Very skilled players or sweatys were being blocked and reported by a lot of unskilled players or non-sweatys, and because of that their Xbox account reputation was low. This caused very skilled players to have difficulty finding a match in matchmaking games, in some cases still searching for other players for more than two or three hours. Back then blocking a player blocked both their ability to message/invite/etc you as well as blocking them from being able to match with you in online games. The Xbox 360 had a monumental playerbase, especially in games like Halo 3 or Call of Duty Modern Warfare. Thats why it can still remain a problem. While Helldivers 2 is a PvE cooperative game, there is no reason that skilled players or meta players need to necessarily be so severely punished for playing the game in the way they like to play.
Its an issue where you basically have to create Competitve and Casual queues, and hide them from the players and automatically put them into the right queue based on the way they play the game for a few qualifying matches. The issue with this approach is if a player is inconsistent, or if an account is shared with multiple people, or if a player is a rare case of being a bit in both categories I mentioned previously.

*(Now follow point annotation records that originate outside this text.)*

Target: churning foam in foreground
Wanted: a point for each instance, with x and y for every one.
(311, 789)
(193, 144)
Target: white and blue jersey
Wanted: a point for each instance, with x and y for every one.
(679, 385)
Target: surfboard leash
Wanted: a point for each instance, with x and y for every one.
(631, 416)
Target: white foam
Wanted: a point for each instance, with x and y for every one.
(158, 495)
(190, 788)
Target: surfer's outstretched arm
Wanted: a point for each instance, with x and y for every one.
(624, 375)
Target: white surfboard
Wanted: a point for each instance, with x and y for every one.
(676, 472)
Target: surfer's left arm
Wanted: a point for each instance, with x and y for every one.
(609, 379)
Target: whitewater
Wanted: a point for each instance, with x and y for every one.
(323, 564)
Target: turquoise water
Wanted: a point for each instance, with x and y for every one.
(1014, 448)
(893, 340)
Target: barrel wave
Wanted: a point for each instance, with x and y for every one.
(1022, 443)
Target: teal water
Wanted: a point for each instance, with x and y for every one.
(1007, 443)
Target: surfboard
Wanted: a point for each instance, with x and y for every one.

Regarding your point on not being able to be matched up against blocked players:
I would argue the opposite. Vermintide 2 employs this exact thing and it’s been working pretty well - it actually does punish people who get blocked a lot by other people, and if you’re being blocked by a ton of people, there’s probably more than just “skill issue” and “you’re not running meta” going on. You do get sweaty people who block non-sweaty people, yeah, but it’s not hampering the community of the game in the slightest - and that game is waaaaaay smaller in size than something like Helldivers where you can get blocked by a ton of people and still play with other people due to the sheer size of the playerbase.
My response to this is to mention how Xbox Live worked back in the early days of the Xbox 360, which had the Account Reputation System which basically was something similar but worked across multiple games that supported it.
Very skilled players or sweatys were being blocked and reported by a lot of unskilled players or non-sweatys, and because of that their Xbox account reputation was low. This caused very skilled players to have difficulty finding a match in matchmaking games, in some cases still searching for other players for more than two or three hours. Back then blocking a player blocked both their ability to message/invite/etc you as well as blocking them from being able to match with you in online games. The Xbox 360 had a monumental playerbase, especially in games like Halo 3 or Call of Duty Modern Warfare. Thats why it can still remain a problem. While Helldivers 2 is a PvE cooperative game, there is no reason that skilled players or meta players need to necessarily be so severely punished for playing the game in the way they like to play.
Its an issue where you basically have to create Competitve and Casual queues, and hide them from the players and automatically put them into the right queue based on the way they play the game for a few qualifying matches. The issue with this approach is if a player is inconsistent, or if an account is shared with multiple people, or if a player is a rare case of being a bit in both categories I mentioned previously.